Holocaust Day
"Die Ermittlung" (The Investigation) by Peter Weiss is one of the most dramatic plays I have ever read. There is no "dramatic license" and no manipulation of facts to tell the story. There is no real climax. And no real conclusion. It is difficult to read. The terror moves forward, pulling, dragging and compelling through each page. At times, it left me sick to my stomach. He weaves together the testimonies of 9 witnesses and 18 defendants taken from the Auschwitz trials in Frankfurt in the 1960s to tell the story of Auschwitz from being loaded into cattle cars to be shipped to the camp, through the selection process and the atrocious living conditions and on toward the gas chambers. Death awaited at every point in the journey.

Perhaps what left me most disturbed and most unsettled were the testimonies of the defendants. They stood at the gates of the camps, reeling at the stench of the cargo they were to unload. (Human beings who could barely walk after hours and days of being stacked in a cattle car with no food, no water and no lavatory facilities. The dead were piled to the side, and the living were in shock.) They pointed their guns, and sorted the first round of survivors. They prodded to keep prisoners working. They sorted the sick and the dying. They shot prisoners. They sent them to the gas chamber.

And yet, I couldn't hate them as I so desperately wanted to. Reading the cold testimonies, I felt a sort of pity. For the first time, I felt a sort of understanding for the Nazi "machine" and an understanding for the perpetrators that defies reason. Defendant 12 summarizes the situation well in Part III of Canto 6 (my translation, punctuation and spacing the same as the original):
Mr. Chairman
I would like to explain something
Every third word in our school time
dealt with those
who were guilty of all
and that must be eradicated
It was hammered into us
that this was the best
for our own people
In the Fuehrer-schools we learned above all
to accept everything silently
When someone asked something else
then it was said
What was done was done according to the law
It helps nothing
that the laws are different today
They said to us
Your job is to learn
You need schooling more than bread
Mr. Chairman
Thinking was taken from us
That was done for us by others
(The accused laugh in agreement)
What happened in Nazi Germany was possible because Hitler had absolute control of the education system. This development was not something which occurred overnight, but instead was the culmination of centuries of centralization. I cannot overemphasize this point. Many speak of Hitler's education law in reference to the current homeschooling situation in Germany, but that makes it seem as if the minor changes he made to existing law were the result of a totalitarian dictatorship. It also makes it seem distant and unrelated to us. What this annoying headline does not consider is that it was the centralized education system which made the totalitarian dictatorship possible. Yes, he outlawed homeschooling and private schools. But essentially all he did was add the weight of enforcement to a previously existing law and outlaw private schools. The change was not dramatic.

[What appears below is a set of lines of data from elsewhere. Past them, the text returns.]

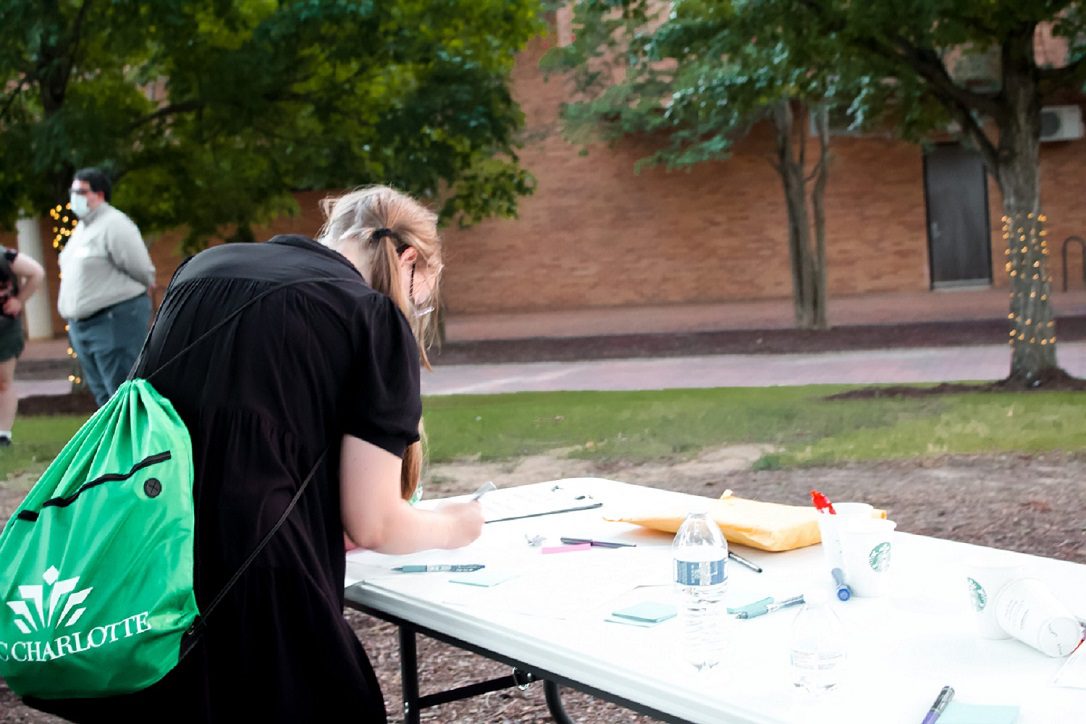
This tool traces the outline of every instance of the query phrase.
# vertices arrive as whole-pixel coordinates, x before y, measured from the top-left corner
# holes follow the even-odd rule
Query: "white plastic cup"
[[[822,555],[826,558],[826,567],[831,571],[834,568],[843,571],[845,564],[839,532],[841,521],[853,516],[870,518],[874,515],[875,508],[867,503],[834,503],[833,509],[837,511],[836,515],[818,516],[818,534],[822,539]]]
[[[853,595],[885,595],[890,583],[896,527],[897,523],[892,520],[855,515],[845,516],[838,522],[845,581]]]
[[[1011,581],[1021,578],[1023,566],[1004,556],[975,556],[965,562],[965,587],[969,607],[974,612],[977,633],[986,639],[1007,639],[1007,633],[996,620],[996,596]]]
[[[1067,656],[1082,640],[1082,625],[1036,578],[1011,581],[996,595],[996,620],[1011,636],[1048,656]]]

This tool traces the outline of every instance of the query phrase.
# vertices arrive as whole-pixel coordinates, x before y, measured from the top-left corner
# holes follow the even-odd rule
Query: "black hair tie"
[[[392,229],[386,229],[383,226],[380,229],[374,230],[373,234],[370,235],[370,240],[373,241],[374,244],[377,244],[381,241],[381,239],[384,239],[386,237],[396,242],[397,254],[403,254],[404,251],[407,250],[408,245],[403,243],[403,239],[400,238],[400,235]]]

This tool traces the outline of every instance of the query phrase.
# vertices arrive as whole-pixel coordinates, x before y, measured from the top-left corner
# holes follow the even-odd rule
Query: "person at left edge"
[[[139,355],[155,283],[140,231],[110,205],[111,191],[101,170],[76,171],[71,205],[79,224],[60,252],[57,294],[68,339],[99,406],[117,391]]]
[[[15,249],[0,246],[0,447],[11,444],[19,406],[15,362],[23,351],[23,306],[41,286],[41,264]]]

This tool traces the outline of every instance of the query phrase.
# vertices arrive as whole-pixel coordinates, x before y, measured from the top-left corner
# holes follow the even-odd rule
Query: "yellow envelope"
[[[683,524],[689,508],[689,503],[678,503],[667,510],[604,517],[611,521],[633,523],[674,533]],[[726,490],[719,500],[709,499],[706,511],[720,526],[720,531],[729,543],[763,551],[790,551],[821,541],[818,533],[820,514],[812,506],[747,500],[737,498],[732,495],[732,491]],[[885,518],[886,511],[876,509],[872,515]]]

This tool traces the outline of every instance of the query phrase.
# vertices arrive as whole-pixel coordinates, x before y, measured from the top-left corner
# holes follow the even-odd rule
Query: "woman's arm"
[[[397,456],[351,435],[340,450],[339,496],[343,529],[361,548],[379,553],[412,553],[459,548],[479,537],[479,503],[452,503],[419,510],[400,497]]]
[[[34,261],[26,254],[19,254],[11,262],[11,272],[19,277],[19,294],[11,297],[4,303],[4,314],[14,317],[23,311],[23,305],[30,299],[34,292],[41,287],[45,279],[45,270],[41,264]]]

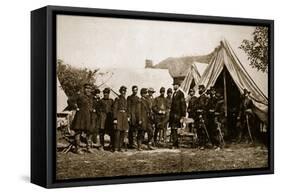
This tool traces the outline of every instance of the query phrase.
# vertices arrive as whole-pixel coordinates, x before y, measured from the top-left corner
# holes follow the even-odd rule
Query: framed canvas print
[[[31,182],[273,173],[272,20],[31,12]]]

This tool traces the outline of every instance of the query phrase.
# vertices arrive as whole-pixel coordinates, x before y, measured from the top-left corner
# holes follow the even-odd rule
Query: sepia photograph
[[[268,168],[268,36],[56,15],[56,180]]]

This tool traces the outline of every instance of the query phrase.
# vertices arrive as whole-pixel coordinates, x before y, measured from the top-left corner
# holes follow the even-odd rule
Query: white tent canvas
[[[221,45],[216,49],[197,86],[202,84],[206,86],[206,89],[209,89],[216,83],[224,67],[226,67],[241,94],[243,89],[251,92],[250,98],[255,105],[253,111],[263,122],[267,122],[268,99],[249,76],[226,40],[222,41]]]
[[[181,83],[181,90],[185,93],[188,94],[189,89],[192,87],[192,82],[194,82],[195,85],[199,83],[201,79],[201,75],[196,67],[195,64],[192,64],[190,66],[189,71],[187,72],[183,82]]]
[[[105,87],[110,87],[116,93],[119,93],[120,86],[127,87],[127,95],[131,94],[133,85],[138,88],[152,87],[156,91],[156,95],[161,87],[166,89],[172,87],[173,79],[169,74],[168,69],[100,69],[96,79],[96,85],[102,90]],[[111,92],[111,97],[116,95]]]
[[[63,112],[67,107],[67,96],[61,87],[60,81],[57,78],[57,113]]]

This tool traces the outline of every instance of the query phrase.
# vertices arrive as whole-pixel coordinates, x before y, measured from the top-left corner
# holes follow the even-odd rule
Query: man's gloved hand
[[[113,123],[114,123],[114,124],[117,124],[117,120],[115,119],[115,120],[113,121]]]

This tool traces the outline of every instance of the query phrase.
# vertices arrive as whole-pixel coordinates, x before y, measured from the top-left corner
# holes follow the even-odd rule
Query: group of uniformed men
[[[179,147],[178,129],[183,119],[194,120],[190,129],[198,135],[199,148],[204,149],[207,142],[215,148],[223,146],[222,128],[224,121],[224,99],[220,91],[211,87],[207,92],[205,86],[199,86],[199,97],[193,89],[189,91],[188,107],[184,93],[179,90],[180,83],[173,83],[174,91],[164,87],[160,95],[153,97],[153,88],[132,87],[132,94],[126,98],[127,88],[121,86],[119,96],[111,99],[110,88],[101,91],[85,84],[83,91],[75,99],[76,114],[71,124],[75,131],[75,153],[81,154],[80,141],[86,142],[87,152],[92,153],[93,146],[104,149],[105,134],[110,136],[111,151],[126,151],[127,148],[142,150],[144,144],[149,150],[155,149],[159,142],[167,141],[167,126],[171,128],[171,149]],[[244,91],[245,99],[248,91]],[[248,98],[247,98],[248,99]],[[242,103],[248,108],[251,102]],[[243,114],[240,114],[243,117]],[[145,136],[146,135],[146,136]],[[145,138],[146,137],[146,138]]]

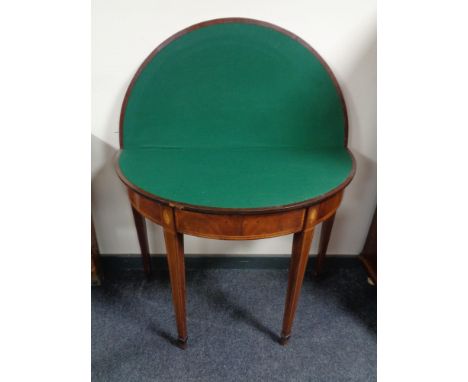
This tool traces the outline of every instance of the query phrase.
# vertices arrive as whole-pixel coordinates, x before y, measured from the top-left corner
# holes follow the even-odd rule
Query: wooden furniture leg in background
[[[327,254],[328,243],[330,242],[331,230],[333,223],[335,222],[335,214],[330,216],[327,220],[322,223],[322,231],[320,233],[320,242],[318,254],[314,264],[314,276],[320,276],[323,273],[325,265],[325,255]]]
[[[177,322],[177,344],[185,349],[188,337],[185,312],[184,236],[181,233],[164,229],[164,240],[166,242],[172,301]]]
[[[309,259],[310,245],[314,236],[313,222],[317,210],[309,212],[306,228],[294,234],[291,262],[289,264],[288,290],[286,292],[286,305],[284,308],[283,330],[280,344],[286,345],[291,337],[291,328],[296,314],[297,303],[301,293],[302,281]],[[309,226],[309,227],[308,227]]]
[[[91,285],[101,285],[99,262],[99,246],[96,239],[96,230],[91,218]]]
[[[135,227],[138,235],[138,242],[140,243],[141,257],[143,259],[143,269],[145,270],[146,277],[151,275],[151,257],[148,245],[148,232],[146,231],[145,217],[141,215],[132,206],[133,219],[135,220]]]
[[[369,278],[374,285],[377,285],[377,207],[375,208],[367,239],[359,256]]]

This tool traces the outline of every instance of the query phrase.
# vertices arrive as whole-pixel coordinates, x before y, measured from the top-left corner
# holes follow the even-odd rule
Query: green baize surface
[[[344,126],[332,79],[303,45],[263,26],[216,24],[172,41],[142,71],[119,165],[174,202],[283,206],[349,176]]]

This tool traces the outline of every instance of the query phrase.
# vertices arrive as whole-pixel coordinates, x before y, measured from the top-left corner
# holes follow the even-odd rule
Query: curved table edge
[[[286,204],[282,206],[270,206],[270,207],[259,207],[259,208],[219,208],[219,207],[193,205],[193,204],[177,202],[177,201],[170,200],[170,199],[165,199],[158,195],[154,195],[150,192],[147,192],[141,189],[140,187],[133,184],[132,182],[130,182],[130,180],[126,178],[126,176],[121,171],[120,165],[119,165],[119,158],[120,158],[120,154],[122,153],[122,150],[118,150],[115,153],[113,162],[114,162],[115,171],[117,172],[117,176],[127,187],[129,187],[134,192],[148,199],[151,199],[155,202],[158,202],[160,204],[174,207],[180,210],[187,210],[187,211],[194,211],[194,212],[201,212],[201,213],[208,213],[208,214],[229,214],[229,215],[234,215],[234,214],[248,215],[248,214],[258,214],[258,213],[266,214],[266,213],[275,213],[275,212],[281,212],[281,211],[290,211],[290,210],[294,210],[297,208],[310,207],[344,190],[344,188],[348,186],[349,183],[351,183],[356,173],[356,159],[354,158],[354,155],[351,152],[351,150],[349,150],[349,148],[346,147],[345,149],[351,157],[352,167],[347,178],[343,182],[341,182],[337,187],[326,192],[325,194],[322,194],[322,195],[319,195],[314,198],[307,199],[301,202]]]
[[[336,88],[336,90],[338,92],[341,107],[343,108],[343,113],[344,113],[344,125],[345,125],[344,145],[348,146],[348,134],[349,134],[349,120],[348,120],[348,118],[349,117],[348,117],[348,108],[346,106],[346,101],[345,101],[345,98],[344,98],[343,90],[341,89],[341,86],[340,86],[340,84],[338,82],[338,79],[336,78],[335,73],[333,73],[330,65],[328,65],[328,63],[319,54],[319,52],[315,48],[313,48],[312,45],[310,45],[307,41],[303,40],[301,37],[299,37],[295,33],[291,32],[291,31],[289,31],[289,30],[287,30],[287,29],[285,29],[283,27],[280,27],[280,26],[278,26],[276,24],[273,24],[273,23],[270,23],[270,22],[267,22],[267,21],[258,20],[258,19],[246,18],[246,17],[221,17],[221,18],[215,18],[215,19],[206,20],[206,21],[202,21],[202,22],[193,24],[193,25],[191,25],[189,27],[186,27],[186,28],[178,31],[177,33],[174,33],[172,36],[166,38],[163,42],[161,42],[155,49],[153,49],[153,51],[140,64],[137,71],[133,75],[132,80],[130,81],[130,84],[129,84],[126,92],[125,92],[125,96],[124,96],[122,106],[121,106],[121,109],[120,109],[120,116],[119,116],[119,145],[120,145],[121,149],[124,148],[124,141],[123,141],[124,128],[123,128],[123,124],[124,124],[125,113],[126,113],[126,110],[127,110],[128,101],[129,101],[131,92],[133,90],[133,87],[135,86],[136,81],[138,80],[141,73],[143,72],[143,70],[148,65],[148,63],[162,49],[164,49],[167,45],[169,45],[173,41],[177,40],[178,38],[184,36],[185,34],[190,33],[190,32],[192,32],[194,30],[197,30],[197,29],[207,27],[207,26],[216,25],[216,24],[223,24],[223,23],[254,24],[254,25],[260,25],[260,26],[265,27],[265,28],[270,28],[270,29],[273,29],[273,30],[275,30],[275,31],[277,31],[279,33],[284,34],[285,36],[288,36],[289,38],[295,40],[296,42],[301,44],[304,48],[309,50],[309,52],[314,57],[316,57],[320,61],[322,66],[325,68],[325,70],[327,71],[328,75],[330,76],[330,78],[331,78],[331,80],[332,80],[332,82],[333,82],[333,84],[334,84],[334,86],[335,86],[335,88]]]

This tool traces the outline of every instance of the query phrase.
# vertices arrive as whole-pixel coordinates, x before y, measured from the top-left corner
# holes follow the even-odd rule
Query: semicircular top
[[[156,198],[268,208],[352,173],[341,92],[318,54],[263,22],[188,28],[136,74],[121,115],[121,175]]]

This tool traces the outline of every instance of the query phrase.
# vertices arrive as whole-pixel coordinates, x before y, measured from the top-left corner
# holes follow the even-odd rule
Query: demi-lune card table
[[[319,273],[355,172],[347,131],[328,65],[275,25],[203,22],[143,62],[122,105],[115,163],[147,274],[145,218],[163,228],[179,346],[187,342],[183,235],[294,235],[280,343],[288,341],[314,227],[323,222]]]

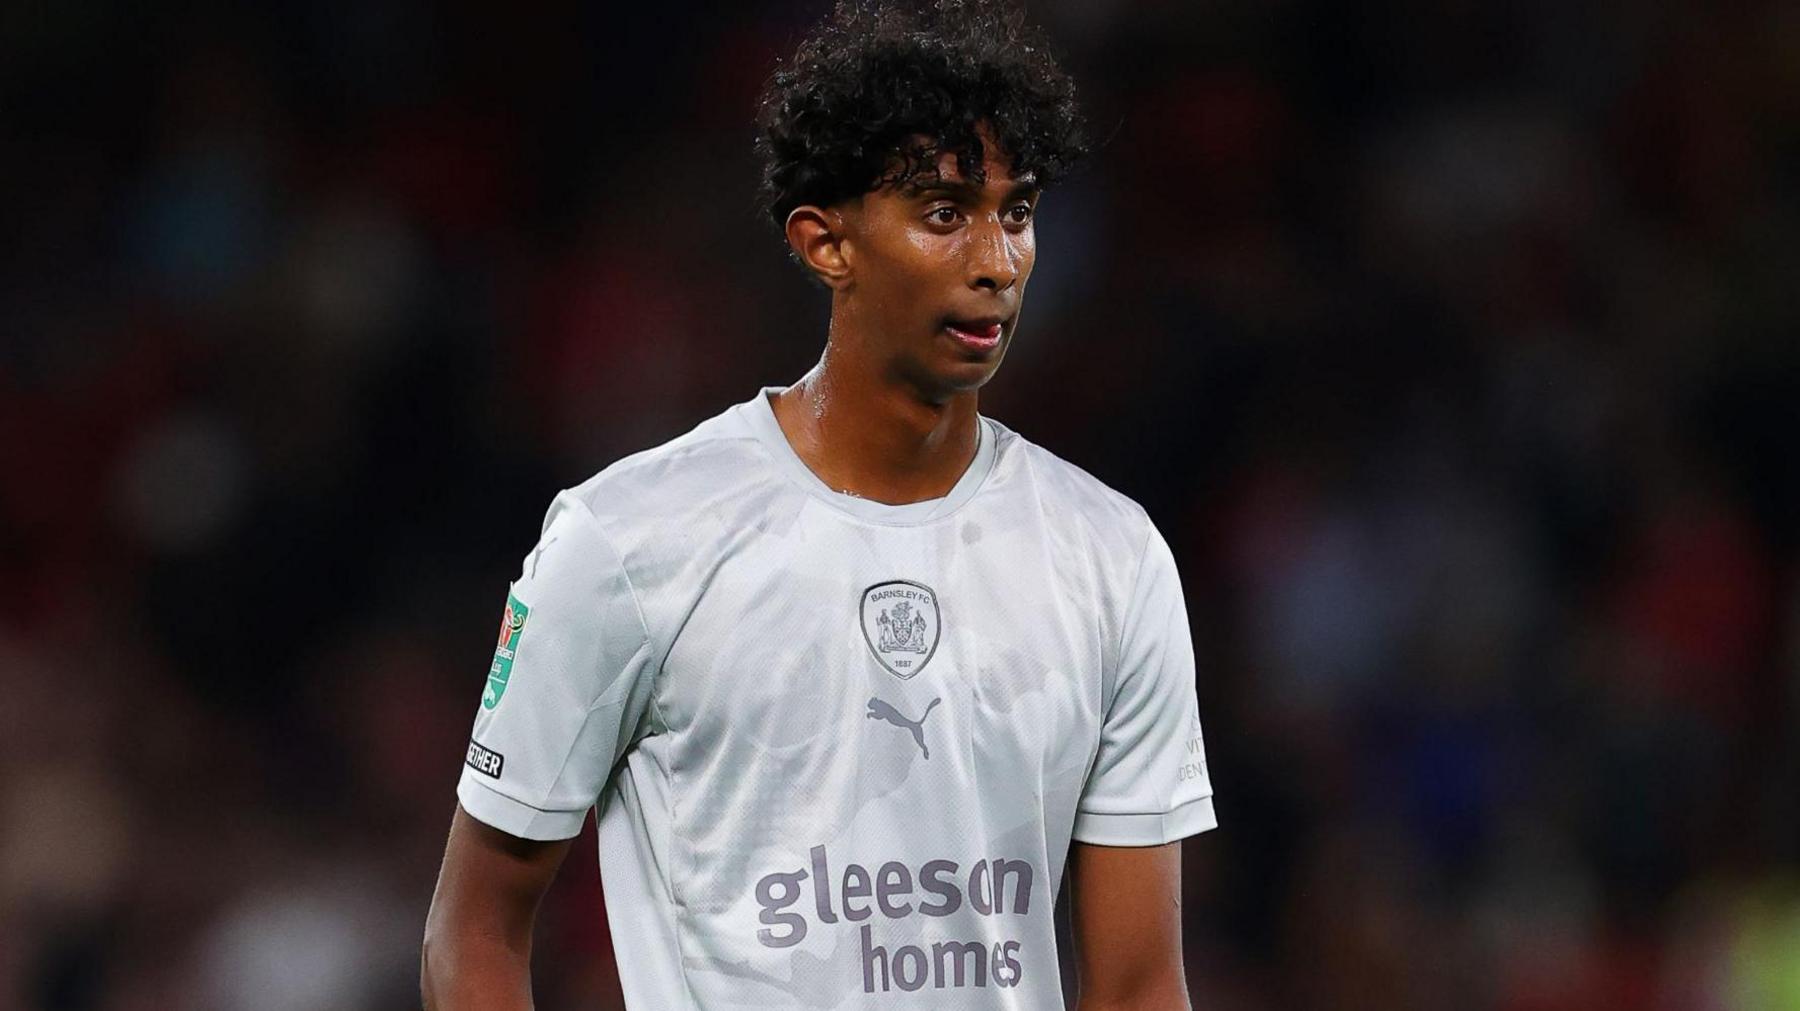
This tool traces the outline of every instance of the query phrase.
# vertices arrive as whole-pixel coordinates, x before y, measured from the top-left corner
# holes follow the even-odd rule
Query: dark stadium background
[[[1032,9],[1105,143],[983,402],[1181,562],[1195,1007],[1800,1008],[1800,7]],[[821,10],[0,7],[0,1007],[416,1001],[550,497],[817,352]]]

January 27 has marked a day of remembrance in Germany since 1996. It has been an international memorial since 2005, the 60th anniversary of the liberation and the 60th session of the General Assembly of the United Nations. Lilly Jacob was also liberated, after having suffered in Auschwitz and losing her family. In the abandoned barracks of an SS officer (in another concentration camp 100 miles from Auschwitz), she found a photo album which contained pictures of her family and friends. No one knows exactly why it was kept or what it was for. No one is really sure exactly who took the pictures. But it survives as the only photographic evidence of Jews arriving at Auschwitz and documents the entire selection process except the execution itself.

As you look through the 56 pages and 193 photos documenting this horror, think about what it takes for a nation to commit such an atrocity. This is not the vision of a single, evil man, but the culmination of a thousand tiny steps. Many of which were taken "for the good of the nation."